THE failure on the part of private equity (PE) firms and promoters to reach a consensus on valuations has led to the signing of more ratchet private equity deals which have provisions built in to provide greater protection to investors.
After the slowdown of 2008-09, plain vanilla private equity investments and debt-equity deals are gradually making way for ‘safety-net structures’ that protect investors from fluctuating returns and underperformance of portfolio companies. One such structure in vogue now is ratchet investments.
A ratchet is a contractual agreement between a PE fund and the promoter of a company that in the event of a reduction in targeted growth (or in the case of fresh equity issue) or a decline in performance, the PE fund could increase its stake in the company without infusing fresh capital. In other words, a ratchet gives PE funds an option to increase its holding (without paying for the additional stake) if the company fails to achieve pre-set targets.
The equity allocation may vary, depending on the performance of the company and the PE fund’s expected rate of return. According to industry officials, the ceiling (the level up to which a PE fund can raise its stake in case of underperformance) could be in the 20-60% range from the floor-level (stake diluted at the first instance). There have been instances where private equity investors have scaled their investments up to 75% to gain more management control, these officials said.
“Ratchet structures are usually done by early-stage investors. These structures give them an adequate protection in times of a bad business environment. We have seen several ratchet deals happening in unlisted companies where exit options are limited,” said CG Srividya, partner of Grant Thornton. Ratchet deals start cracking when markets (and valuations) are trading at higher levels. It is in these times when promoters and PE investors fail to reach a mid-path on valuations. A large number of ratchet deals were recorded in 2006 and 2007. “PE firms are not left with many options when promoters are insistent on valuations that are 4-6 times the net revenue of a company. We do ratchets in companies that will be able to hold ground in bad times,” said a private equity fund manager, adding, “Even if a company underperforms for a brief while, we’ll be able to increase our holdings and still be invested in a company that has good growth prospects.”

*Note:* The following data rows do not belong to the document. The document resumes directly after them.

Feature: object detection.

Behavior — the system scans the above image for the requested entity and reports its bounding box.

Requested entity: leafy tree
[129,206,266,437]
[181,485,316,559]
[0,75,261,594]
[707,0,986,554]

Ironically, promoters of companies which had agreed to execute ratchet deals in 2006 and 2007 were not able to meet performance targets in 2008. This led to several PE funds increasing their stakes in companies where they have a ratchet contract.
“Ratchet structures are common in highgrowth economies where growth expectations are high. The pricing of the deal is done by considering the future growth of a company,” said Pankaj Dhandharia, partner of Ernst & Young.
“Apart from underperformance, ratchet deals come handy for PE funds when a company is going in for a fresh issue of shares (for example, a bonus issue),” Mr Dhandharia added. In the event of a fresh issue of shares, the overall stakeholding of a PE fund will be protected (from dilution). The fund will be allotted fresh shares (to match earlier stakeholding) free of cost or at a discounted price.